Popon mused on this for a while, but seemed to cheer up a the the idea. By the time they reaches Olegs, he seemed much more understanding of it all.


“So you don’t even know about the bandits? Bloody typical!” yelled Oleg as he stormed off. His wife Svetlana tried to diffuse the situation.

“Oleg, I’m sure even if they don’t know, they can help us, right? We can’t go on losing all our wares and supplies to these thugs, or we’ll end up destitute. If you help, you and your company can stay here as long as you like, free of charge! I’ll throw in two meals a day as well!”

Oleg looked at his wife incredulously, and seemed as though he was going to retort until her sharp gaze gave him cause to reconsider.

“Aye, what she says. Help us and we’ll do what we can fer you and yer crew.”

“What kind of numbers are we looking at? And when?” inquired Jace, his hunters mind already planning as he scanned the fort and its defenses.

“The last time there was 6 of them, and one of the women. They usually arrive the beginning of the month”

“Beginning of the .. That’s tomorrow for Morrows sake!” said Rufio exasperatedly, but Jace was already moving on. “Women? What women?”

“The hunter women. The bandits had tried it on before, but we’d put paid to them.
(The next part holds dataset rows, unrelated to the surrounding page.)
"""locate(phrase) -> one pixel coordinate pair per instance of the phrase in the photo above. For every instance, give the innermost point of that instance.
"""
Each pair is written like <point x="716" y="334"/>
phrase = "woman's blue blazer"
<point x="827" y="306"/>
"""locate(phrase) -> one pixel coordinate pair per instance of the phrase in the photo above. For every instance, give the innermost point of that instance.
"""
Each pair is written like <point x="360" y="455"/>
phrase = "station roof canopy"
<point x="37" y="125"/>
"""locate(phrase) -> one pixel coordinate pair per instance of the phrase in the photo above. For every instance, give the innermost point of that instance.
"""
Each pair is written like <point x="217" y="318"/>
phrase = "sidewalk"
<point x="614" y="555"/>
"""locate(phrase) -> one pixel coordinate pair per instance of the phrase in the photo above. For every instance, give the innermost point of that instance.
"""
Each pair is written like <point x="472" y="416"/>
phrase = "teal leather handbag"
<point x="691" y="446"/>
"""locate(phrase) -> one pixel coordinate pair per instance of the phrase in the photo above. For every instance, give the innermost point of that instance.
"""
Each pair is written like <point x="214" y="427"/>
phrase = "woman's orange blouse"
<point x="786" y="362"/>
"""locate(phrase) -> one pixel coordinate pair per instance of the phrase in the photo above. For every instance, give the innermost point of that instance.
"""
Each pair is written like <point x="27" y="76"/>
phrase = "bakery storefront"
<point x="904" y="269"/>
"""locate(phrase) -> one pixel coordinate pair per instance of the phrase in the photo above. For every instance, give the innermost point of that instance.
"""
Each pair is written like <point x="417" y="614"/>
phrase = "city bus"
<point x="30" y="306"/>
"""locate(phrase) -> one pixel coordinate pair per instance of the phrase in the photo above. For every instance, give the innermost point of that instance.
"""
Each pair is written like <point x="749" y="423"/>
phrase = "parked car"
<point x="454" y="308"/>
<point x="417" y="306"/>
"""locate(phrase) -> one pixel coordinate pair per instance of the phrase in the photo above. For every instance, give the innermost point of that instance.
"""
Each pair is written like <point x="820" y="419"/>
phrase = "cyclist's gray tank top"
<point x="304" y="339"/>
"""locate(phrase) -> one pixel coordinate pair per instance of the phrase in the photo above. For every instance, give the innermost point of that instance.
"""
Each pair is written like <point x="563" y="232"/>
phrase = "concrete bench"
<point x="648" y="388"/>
About three months ago though, two women dressed in furs and wooden masks came with them, and told us that ‘The Stag Lord’ ruled these lands now, and we better pay up. Oleg tried to argue, but by the Creator they were fast. No sooner had he reached for his blade than one of them had but a spear through his shoulder. He hasn’t been right since, bless him. We’ve paid them ever since.” cried Svetlana, her voice turning to a whisper.

“Right, we need to figure out who or wha-”

“It’s Tharn.” stated Jace. The others looked at him for an explanation.

“I’ve encountered them before, although not these particular ones. They’re Tharn hunters. Call them Bloodtrackers. If they’re here, then there’s a War-chief here. Probably this Stag Lord. Chances are he’s just cowed the other bandits in the area under him.”

“Is this a problem?” asked Rufio, “as I don’t fancy being eaten anytime soon.”

“Depends. If the Bloodtrackers come tomorrow and we kill them, we’ve attacked him. He’ll retaliate. The bandits though aren’t Tharn. Killing them just proves they’re weak, and we probably won’t get much hassle for our troubles.” spoke Jace.

“So,” spoke Sèverin “whats the plan?”